The use of these solutions was illustrated in Figure 4, representing an example experiment based on the set ’miriad_188_AD_M_01_MR_1’. Table 2 and Table 3 show the values of parameters used in example experiments from Figure 4. Figure 4a shows the initiated seed contour, i.e., a small rectangular area defined by 4 nodes. Figure 4b,d show final contours produced, respectively, using the model presented in publication [12] and Algorithm 1 from this study. Figure 4d also shows that the approximate edge of the CC is smoother and more precise. Figure 4c,e, in turn, present the change in the number of nodes at subsequent iterations of the model from study [12] and of Algorithm 1, which needed a much smaller number of iterations and nodes to segment the CC. In the final contour produced by the model from article [12], 900 iterations executed within 236.8 s were necessary. In contrast, Algorithm 1 segmented the CC within 67.8 s for 350 iterations. The differences between the two approaches are significant, as the solutions proposed in this publication and the pre-processing method applied reduced the number of parameters, and hence cut the number of calculations, shortened the evolution time of the active contour and produced a smoother and more accurately approximated CC edge than the approach from previous research [12].

Figure 4. Corpus callosum segmentation using an EM model, from an image in the midsaggital plane from the set ’miriad_188_1_MR_1’. (a) a rectangular seed contour made up of four nodes; (b) the final contour produced using Equation (8) and solutions presented in study [12]; (c) a graph based on an experiment for which the final contour is presented under (b).
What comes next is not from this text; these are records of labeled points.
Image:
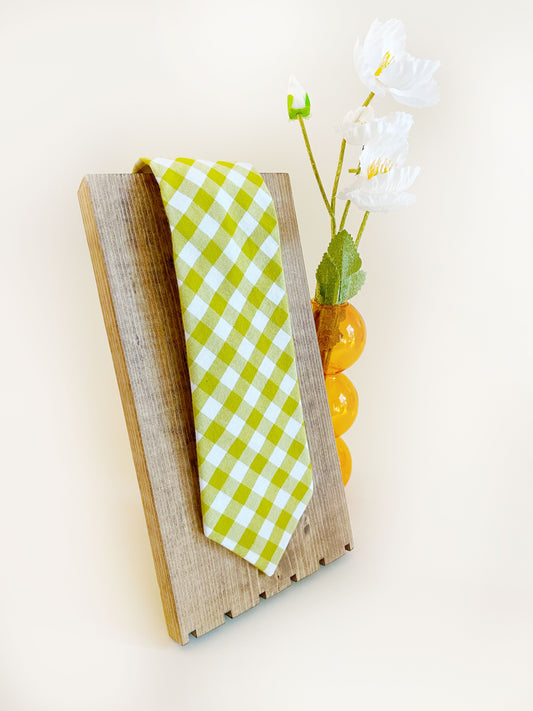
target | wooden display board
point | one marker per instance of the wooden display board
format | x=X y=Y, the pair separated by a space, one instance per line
x=131 y=250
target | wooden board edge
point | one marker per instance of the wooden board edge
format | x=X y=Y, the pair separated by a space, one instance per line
x=126 y=394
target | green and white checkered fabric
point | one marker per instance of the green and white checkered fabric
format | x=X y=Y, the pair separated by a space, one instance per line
x=253 y=456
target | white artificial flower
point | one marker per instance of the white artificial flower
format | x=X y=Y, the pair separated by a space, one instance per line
x=297 y=92
x=383 y=65
x=394 y=127
x=354 y=119
x=383 y=179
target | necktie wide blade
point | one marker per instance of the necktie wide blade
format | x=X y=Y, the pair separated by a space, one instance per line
x=253 y=458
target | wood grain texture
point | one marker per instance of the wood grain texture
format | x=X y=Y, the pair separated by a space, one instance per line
x=131 y=251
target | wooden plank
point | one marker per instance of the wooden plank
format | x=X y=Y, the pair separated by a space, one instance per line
x=131 y=250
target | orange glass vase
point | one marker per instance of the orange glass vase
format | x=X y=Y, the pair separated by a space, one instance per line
x=341 y=334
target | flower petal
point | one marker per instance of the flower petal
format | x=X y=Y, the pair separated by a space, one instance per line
x=395 y=180
x=381 y=202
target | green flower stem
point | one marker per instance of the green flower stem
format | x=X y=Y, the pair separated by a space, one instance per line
x=362 y=228
x=337 y=178
x=313 y=166
x=336 y=185
x=345 y=214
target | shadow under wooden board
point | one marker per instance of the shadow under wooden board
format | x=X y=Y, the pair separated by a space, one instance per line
x=131 y=250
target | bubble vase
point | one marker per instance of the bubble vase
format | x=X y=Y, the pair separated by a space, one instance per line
x=341 y=335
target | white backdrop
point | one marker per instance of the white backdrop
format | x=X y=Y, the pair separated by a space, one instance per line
x=433 y=609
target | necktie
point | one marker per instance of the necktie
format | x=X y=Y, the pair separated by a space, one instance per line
x=253 y=458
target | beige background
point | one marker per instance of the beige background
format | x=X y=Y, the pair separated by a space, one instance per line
x=433 y=610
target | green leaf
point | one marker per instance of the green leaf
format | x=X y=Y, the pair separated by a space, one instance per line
x=294 y=113
x=344 y=254
x=327 y=281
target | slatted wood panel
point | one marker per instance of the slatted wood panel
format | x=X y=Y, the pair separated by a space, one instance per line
x=131 y=250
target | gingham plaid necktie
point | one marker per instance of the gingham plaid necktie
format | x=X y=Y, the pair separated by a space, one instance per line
x=253 y=458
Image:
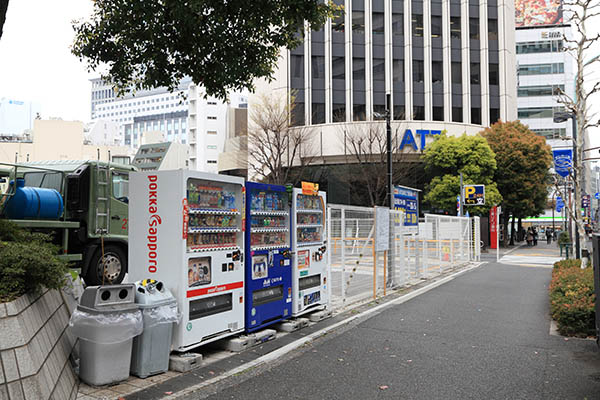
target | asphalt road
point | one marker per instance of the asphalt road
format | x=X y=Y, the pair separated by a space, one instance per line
x=484 y=335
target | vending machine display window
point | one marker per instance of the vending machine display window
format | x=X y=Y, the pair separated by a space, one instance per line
x=309 y=247
x=268 y=258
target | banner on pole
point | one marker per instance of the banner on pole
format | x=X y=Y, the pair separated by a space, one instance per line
x=563 y=160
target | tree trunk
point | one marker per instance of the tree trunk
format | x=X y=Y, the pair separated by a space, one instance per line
x=512 y=232
x=3 y=8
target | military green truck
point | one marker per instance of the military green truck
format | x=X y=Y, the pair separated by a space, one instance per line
x=91 y=229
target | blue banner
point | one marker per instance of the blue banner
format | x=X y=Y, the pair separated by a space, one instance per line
x=407 y=200
x=563 y=160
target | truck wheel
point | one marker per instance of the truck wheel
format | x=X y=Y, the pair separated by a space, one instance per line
x=109 y=269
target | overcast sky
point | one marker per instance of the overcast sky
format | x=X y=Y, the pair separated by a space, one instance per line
x=36 y=63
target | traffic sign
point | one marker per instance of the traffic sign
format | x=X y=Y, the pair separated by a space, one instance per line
x=474 y=195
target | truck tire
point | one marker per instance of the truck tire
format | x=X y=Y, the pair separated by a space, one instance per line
x=113 y=266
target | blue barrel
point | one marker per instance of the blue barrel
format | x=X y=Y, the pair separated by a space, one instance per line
x=33 y=203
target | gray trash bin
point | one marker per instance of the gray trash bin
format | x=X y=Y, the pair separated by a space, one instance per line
x=106 y=321
x=151 y=349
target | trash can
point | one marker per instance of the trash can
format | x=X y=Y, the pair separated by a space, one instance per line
x=106 y=321
x=151 y=349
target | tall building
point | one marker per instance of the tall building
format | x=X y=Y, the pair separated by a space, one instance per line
x=543 y=68
x=143 y=111
x=17 y=116
x=185 y=116
x=448 y=66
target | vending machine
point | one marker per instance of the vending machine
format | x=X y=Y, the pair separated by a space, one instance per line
x=186 y=230
x=310 y=268
x=268 y=258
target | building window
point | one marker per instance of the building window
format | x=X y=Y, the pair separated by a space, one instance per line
x=476 y=115
x=358 y=22
x=378 y=25
x=456 y=114
x=318 y=67
x=417 y=25
x=398 y=67
x=418 y=113
x=436 y=26
x=418 y=71
x=541 y=69
x=437 y=71
x=474 y=28
x=475 y=77
x=542 y=90
x=548 y=46
x=455 y=27
x=492 y=29
x=494 y=74
x=538 y=112
x=457 y=73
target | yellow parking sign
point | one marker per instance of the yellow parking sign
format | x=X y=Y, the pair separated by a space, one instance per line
x=474 y=195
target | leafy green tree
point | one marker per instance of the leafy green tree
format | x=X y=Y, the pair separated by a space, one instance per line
x=221 y=45
x=446 y=158
x=523 y=159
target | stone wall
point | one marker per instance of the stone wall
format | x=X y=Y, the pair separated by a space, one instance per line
x=35 y=349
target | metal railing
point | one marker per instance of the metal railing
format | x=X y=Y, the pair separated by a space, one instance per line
x=358 y=272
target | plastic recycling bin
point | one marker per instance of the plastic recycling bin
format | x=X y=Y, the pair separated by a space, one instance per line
x=151 y=349
x=106 y=321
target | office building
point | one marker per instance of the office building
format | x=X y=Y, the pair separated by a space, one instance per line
x=447 y=65
x=544 y=69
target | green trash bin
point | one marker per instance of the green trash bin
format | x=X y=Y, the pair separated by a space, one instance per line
x=151 y=349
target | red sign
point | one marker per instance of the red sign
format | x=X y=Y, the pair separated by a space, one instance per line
x=215 y=289
x=186 y=217
x=493 y=231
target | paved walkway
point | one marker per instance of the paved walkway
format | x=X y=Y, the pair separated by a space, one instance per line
x=483 y=335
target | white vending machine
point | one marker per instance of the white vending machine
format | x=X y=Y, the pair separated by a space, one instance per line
x=311 y=272
x=186 y=230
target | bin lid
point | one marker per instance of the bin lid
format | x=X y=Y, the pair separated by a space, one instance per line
x=151 y=293
x=108 y=298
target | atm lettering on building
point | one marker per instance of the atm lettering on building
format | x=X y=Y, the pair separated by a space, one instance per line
x=409 y=139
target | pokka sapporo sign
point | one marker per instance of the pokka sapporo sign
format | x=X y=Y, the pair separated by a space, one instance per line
x=410 y=139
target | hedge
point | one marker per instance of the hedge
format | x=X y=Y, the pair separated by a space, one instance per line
x=28 y=262
x=572 y=298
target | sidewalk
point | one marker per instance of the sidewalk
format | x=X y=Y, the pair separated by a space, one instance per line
x=485 y=334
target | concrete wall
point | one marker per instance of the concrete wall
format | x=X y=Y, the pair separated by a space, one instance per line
x=35 y=349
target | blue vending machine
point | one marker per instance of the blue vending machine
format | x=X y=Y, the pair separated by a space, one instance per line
x=268 y=257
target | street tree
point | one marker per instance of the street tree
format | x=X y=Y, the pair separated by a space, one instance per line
x=221 y=45
x=583 y=13
x=523 y=160
x=446 y=158
x=277 y=152
x=365 y=169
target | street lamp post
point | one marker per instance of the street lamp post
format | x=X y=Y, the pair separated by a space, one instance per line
x=562 y=117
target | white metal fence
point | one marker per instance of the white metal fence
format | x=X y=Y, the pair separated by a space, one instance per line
x=358 y=272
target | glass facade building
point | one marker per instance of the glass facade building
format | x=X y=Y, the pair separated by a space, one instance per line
x=440 y=60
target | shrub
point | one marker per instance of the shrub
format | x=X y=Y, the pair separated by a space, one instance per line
x=28 y=262
x=572 y=298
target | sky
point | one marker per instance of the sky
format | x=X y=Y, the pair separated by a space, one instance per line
x=35 y=59
x=36 y=63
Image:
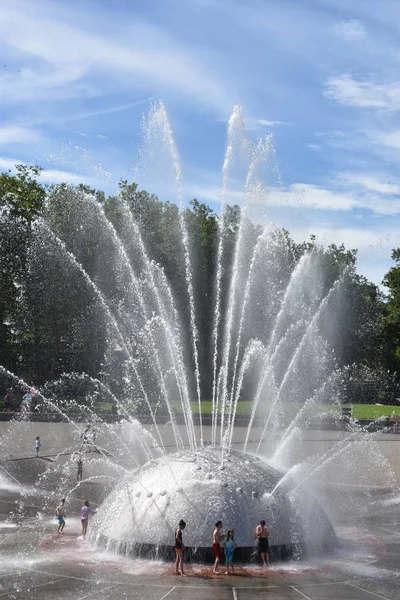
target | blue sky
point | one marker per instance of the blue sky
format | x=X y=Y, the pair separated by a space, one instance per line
x=321 y=75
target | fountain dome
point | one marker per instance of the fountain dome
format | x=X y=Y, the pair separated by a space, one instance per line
x=141 y=513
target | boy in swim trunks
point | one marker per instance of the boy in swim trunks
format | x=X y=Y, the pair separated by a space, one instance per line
x=229 y=550
x=179 y=548
x=262 y=534
x=60 y=514
x=217 y=539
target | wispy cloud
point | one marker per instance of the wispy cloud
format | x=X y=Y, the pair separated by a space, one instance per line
x=71 y=58
x=368 y=182
x=350 y=30
x=13 y=134
x=253 y=123
x=106 y=111
x=363 y=93
x=48 y=175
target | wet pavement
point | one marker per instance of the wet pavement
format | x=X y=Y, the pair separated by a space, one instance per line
x=36 y=562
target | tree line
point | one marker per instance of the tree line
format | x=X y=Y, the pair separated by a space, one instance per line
x=47 y=310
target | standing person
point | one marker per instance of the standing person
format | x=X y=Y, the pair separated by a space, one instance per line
x=229 y=549
x=8 y=400
x=179 y=548
x=79 y=472
x=26 y=400
x=60 y=514
x=217 y=539
x=86 y=510
x=262 y=534
x=85 y=436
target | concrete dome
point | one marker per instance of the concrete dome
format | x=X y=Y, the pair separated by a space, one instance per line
x=145 y=508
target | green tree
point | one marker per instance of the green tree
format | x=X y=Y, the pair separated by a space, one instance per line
x=21 y=201
x=391 y=309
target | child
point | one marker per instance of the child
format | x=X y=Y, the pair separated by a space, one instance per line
x=60 y=514
x=179 y=548
x=217 y=539
x=80 y=469
x=229 y=549
x=85 y=517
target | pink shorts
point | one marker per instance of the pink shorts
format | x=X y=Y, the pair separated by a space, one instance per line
x=217 y=551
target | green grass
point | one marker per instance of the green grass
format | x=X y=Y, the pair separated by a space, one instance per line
x=368 y=412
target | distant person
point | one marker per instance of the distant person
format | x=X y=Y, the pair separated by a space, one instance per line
x=262 y=534
x=26 y=400
x=229 y=550
x=179 y=548
x=217 y=539
x=85 y=435
x=92 y=438
x=60 y=514
x=37 y=445
x=79 y=472
x=86 y=510
x=8 y=400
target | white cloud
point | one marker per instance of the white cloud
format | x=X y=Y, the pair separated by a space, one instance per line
x=364 y=93
x=388 y=139
x=253 y=123
x=370 y=183
x=48 y=175
x=70 y=59
x=13 y=134
x=350 y=30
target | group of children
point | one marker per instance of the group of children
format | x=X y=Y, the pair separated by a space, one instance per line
x=85 y=512
x=228 y=541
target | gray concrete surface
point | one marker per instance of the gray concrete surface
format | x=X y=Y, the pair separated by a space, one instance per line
x=35 y=562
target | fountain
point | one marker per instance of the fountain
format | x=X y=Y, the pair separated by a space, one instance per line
x=265 y=344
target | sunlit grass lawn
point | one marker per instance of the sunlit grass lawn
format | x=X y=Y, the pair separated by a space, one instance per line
x=368 y=412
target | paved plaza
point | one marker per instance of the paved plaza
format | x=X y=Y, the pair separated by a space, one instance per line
x=35 y=562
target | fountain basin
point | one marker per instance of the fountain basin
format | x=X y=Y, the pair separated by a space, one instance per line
x=140 y=515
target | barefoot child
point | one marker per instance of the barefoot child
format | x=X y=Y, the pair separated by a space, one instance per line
x=262 y=534
x=217 y=539
x=85 y=517
x=229 y=549
x=60 y=514
x=179 y=548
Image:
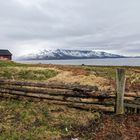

In addition, 900 iterations were set, during which the maximum number of nodes amounted to 378, and the processing time was: 236.8 s. (Time was measured on a personal computer with an Intel Core i7-2630QM CPU @ 2 GHz and 16 GB of RAM under the Windows 10 platform); (d) the final contour produced by Algorithm 1; (e) a graph based on an experiment for which the final contour is presented under (d). 350 iterations were set, during which the maximum number of nodes amounted to 127, and the processing time was: 67.8 s.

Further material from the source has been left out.